It didn’t matter that Kyre’s card, when he laid it down, wasn’t much better than Aviend’s. The deathbed card was always a loss. And the one who held it always a loser. It made him sad to see it there. Aviend so rarely lost. She was the sharpest game player he’d ever met.
“That’s the third time you’ve pulled that card in a row,” he said, as Delgha and Thorme both added their cards to the pile. Out of rote more than necessity. This wasn’t a game where anyone won. It was one where someone lost. Not his favorite kind of game, but he hadn’t chosen it. Delgha and Thorme had vetoed any games in which he and Aviend were on the same team, citing unfair advantages. “Are you cheating?”
“To let you win?” Aviend said. “Not on your life.”
“I guess I should be glad we’re not playing for shins or you’d curse me with something worse than eye-eating,” Kyre said. “Do broken hounds even eat eyes?”
“They will if I cut them out and feed them to them,” Aviend grumbled under her breath, and then pulled the pile of cards across the table toward her and started to shuffle them with practiced ease. Their edges were worn, but the soft synth had held its colors well over the years. The fronts were a mix of images in black and green. Their backs wore the mark of some faraway ruler. A king perhaps? Or maybe a whole kingdom? He couldn’t remember. A black tiger crouched on a red banner. He’d always thought the tiger was roaring, but Thorme showed him once how it was clearly yawning, and now he couldn’t unsee it.
“Not your deal,” Thorme said, holding her hand out, palm up.
Loosing another stream of swearwords, this time at herself, Aviend dropped the deck into Thorme’s hand and pushed herself up from the table. “Sorry,” she said. “I’m not a sore loser. It’s just all this waiting is making me full of swears and bugs.”
“That’s why we’re playing,” Thorme said. “Something to do with our hands while we wait.” As if her hands had ever been still. If she wasn’t cooking or patching, she was making something. Not devices or weapons, but softer things. Things that gave comfort instead of information. Thorme had joined the clave not by accident, but by… Kyre didn’t believe in fate. But they’d needed her without even knowing they’d needed her, and she’d appeared. If there was a word for that, he didn’t know what it was. Luck, perhaps. But he didn’t believe in that either.
“Planning,” he said aloud.
Aviend shot him a questioning look. He tapped his forehead, grinning.
“It’s too dark in your mind for me right now,” she said. “We should go see if the runners show up in Delgha’s panel yet.”
“Sit,” Thorme said. She dealt the cards, setting the first one down in Aviend’s spot with a deliberate snap. “We’ll know when they get here.”
Aviend looked like she was about to protest, but then sat, still muttering swearwords under her breath. Skist was her usual preference, probably because it had the widest range of use. But she’d taken on a new one lately – brehmbrained cypher-grabber. She uttered it now, sticking her pointer finger at the sky as she said it. Not aiming it at anyone in particular, but more generally at the situation. It probably summed up nicely what they were all thinking.
It almost made Kyre laugh, to hear her swearing across the table from him.
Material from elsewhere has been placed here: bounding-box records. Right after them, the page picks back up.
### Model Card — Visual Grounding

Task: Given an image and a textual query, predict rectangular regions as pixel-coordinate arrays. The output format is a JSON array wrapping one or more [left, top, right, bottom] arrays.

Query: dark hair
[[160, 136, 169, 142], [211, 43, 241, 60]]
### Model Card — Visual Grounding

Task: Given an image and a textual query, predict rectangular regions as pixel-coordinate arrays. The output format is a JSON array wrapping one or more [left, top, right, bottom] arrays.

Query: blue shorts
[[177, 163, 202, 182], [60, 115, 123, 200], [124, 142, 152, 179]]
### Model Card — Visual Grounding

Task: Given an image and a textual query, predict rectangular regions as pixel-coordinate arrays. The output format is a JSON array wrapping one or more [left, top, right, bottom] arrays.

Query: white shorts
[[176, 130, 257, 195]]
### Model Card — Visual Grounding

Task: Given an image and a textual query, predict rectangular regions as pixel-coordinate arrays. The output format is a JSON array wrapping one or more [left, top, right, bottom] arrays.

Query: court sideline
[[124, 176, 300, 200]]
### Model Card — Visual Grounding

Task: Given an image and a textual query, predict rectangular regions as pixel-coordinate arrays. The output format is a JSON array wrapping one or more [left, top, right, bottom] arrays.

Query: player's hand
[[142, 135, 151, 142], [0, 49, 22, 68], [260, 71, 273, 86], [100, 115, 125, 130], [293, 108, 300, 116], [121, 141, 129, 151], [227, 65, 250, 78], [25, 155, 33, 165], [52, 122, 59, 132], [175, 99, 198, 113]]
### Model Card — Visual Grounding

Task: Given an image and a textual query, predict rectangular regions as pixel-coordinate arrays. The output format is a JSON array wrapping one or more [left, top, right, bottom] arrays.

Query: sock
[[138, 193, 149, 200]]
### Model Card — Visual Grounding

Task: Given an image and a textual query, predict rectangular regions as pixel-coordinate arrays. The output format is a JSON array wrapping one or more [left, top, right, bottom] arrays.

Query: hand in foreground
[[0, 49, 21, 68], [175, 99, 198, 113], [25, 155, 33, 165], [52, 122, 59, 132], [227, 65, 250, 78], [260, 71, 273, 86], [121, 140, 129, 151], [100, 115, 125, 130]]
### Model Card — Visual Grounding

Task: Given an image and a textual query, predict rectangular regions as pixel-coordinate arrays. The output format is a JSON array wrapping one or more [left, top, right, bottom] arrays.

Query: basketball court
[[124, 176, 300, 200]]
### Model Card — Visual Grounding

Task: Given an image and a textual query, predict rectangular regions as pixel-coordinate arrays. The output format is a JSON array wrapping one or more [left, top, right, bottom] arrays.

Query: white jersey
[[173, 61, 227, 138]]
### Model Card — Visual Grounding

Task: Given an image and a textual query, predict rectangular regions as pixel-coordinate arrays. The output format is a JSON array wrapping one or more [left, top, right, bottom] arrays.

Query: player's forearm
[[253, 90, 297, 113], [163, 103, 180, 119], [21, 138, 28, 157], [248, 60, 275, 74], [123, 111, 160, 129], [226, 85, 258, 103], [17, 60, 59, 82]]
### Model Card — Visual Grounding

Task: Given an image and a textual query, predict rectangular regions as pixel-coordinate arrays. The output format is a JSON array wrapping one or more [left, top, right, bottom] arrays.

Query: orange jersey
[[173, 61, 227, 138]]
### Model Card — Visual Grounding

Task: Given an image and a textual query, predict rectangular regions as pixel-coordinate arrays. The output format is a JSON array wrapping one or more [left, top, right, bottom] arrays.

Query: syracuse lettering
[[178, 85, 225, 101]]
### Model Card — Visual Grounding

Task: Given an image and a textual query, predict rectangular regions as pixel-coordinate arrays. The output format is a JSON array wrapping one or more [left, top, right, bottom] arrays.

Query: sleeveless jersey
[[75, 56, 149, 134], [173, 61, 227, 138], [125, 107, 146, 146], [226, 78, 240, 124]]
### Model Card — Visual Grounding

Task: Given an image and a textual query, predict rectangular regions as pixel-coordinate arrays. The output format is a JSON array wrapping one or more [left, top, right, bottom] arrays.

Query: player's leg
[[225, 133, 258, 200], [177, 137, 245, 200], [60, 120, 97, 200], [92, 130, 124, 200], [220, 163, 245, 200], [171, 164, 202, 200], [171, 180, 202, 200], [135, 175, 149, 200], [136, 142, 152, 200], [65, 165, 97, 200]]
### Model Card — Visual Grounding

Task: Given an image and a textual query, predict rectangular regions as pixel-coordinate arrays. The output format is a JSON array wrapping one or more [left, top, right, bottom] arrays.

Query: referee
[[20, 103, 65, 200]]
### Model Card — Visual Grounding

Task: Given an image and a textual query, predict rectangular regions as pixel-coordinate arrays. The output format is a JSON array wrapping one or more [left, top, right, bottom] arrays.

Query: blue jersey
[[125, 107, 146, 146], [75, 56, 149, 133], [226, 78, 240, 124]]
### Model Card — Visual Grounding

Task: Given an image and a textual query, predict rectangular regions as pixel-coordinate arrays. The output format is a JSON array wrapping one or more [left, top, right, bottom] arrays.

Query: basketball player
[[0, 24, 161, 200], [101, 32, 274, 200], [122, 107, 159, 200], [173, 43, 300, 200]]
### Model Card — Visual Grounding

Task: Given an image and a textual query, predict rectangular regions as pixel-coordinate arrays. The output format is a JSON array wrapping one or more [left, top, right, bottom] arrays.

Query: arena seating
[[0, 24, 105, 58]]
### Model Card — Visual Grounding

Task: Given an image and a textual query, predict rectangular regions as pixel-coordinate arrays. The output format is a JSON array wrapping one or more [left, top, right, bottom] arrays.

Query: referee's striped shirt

So much better than the quiet, thoughtful Aviend they’d been sharing space with the last few days. Not that she wasn’t often quiet and thoughtful, but this one had worried him. Too quiet. Too thoughtful. Usually quiet and thoughtful was followed by bursts of ideas, plans, suggestions for taking down Rillent. But this had just gone on and on. Swearing at the sky was, at least, a step in the right direction.
Delgha, too, was back in motion, after holing herself up with her machines for a few days. And she’d made him test her new device this morning, a blue nodule that was supposed to stick to the side of his jaw and allow him to talk to her long-distance. It fell off as soon as he started to talk and shattered across the floor, but at least she was working on something new.
Thorme had sent her runners off a few days ago with messages for the well. Since then, she’d mostly been cooking. “The runners will be hungry,” she’d said, as if every bit of food wasn’t just to give her something to do.
And Kyre? He’d fixed everything in the place that needed fixing. And a few that hadn’t. The cooler in here no longer made strange bird-chip noises. He’d cleaned the inflow valves on the riverpipes. Smoothed out that jerky spot in the lift.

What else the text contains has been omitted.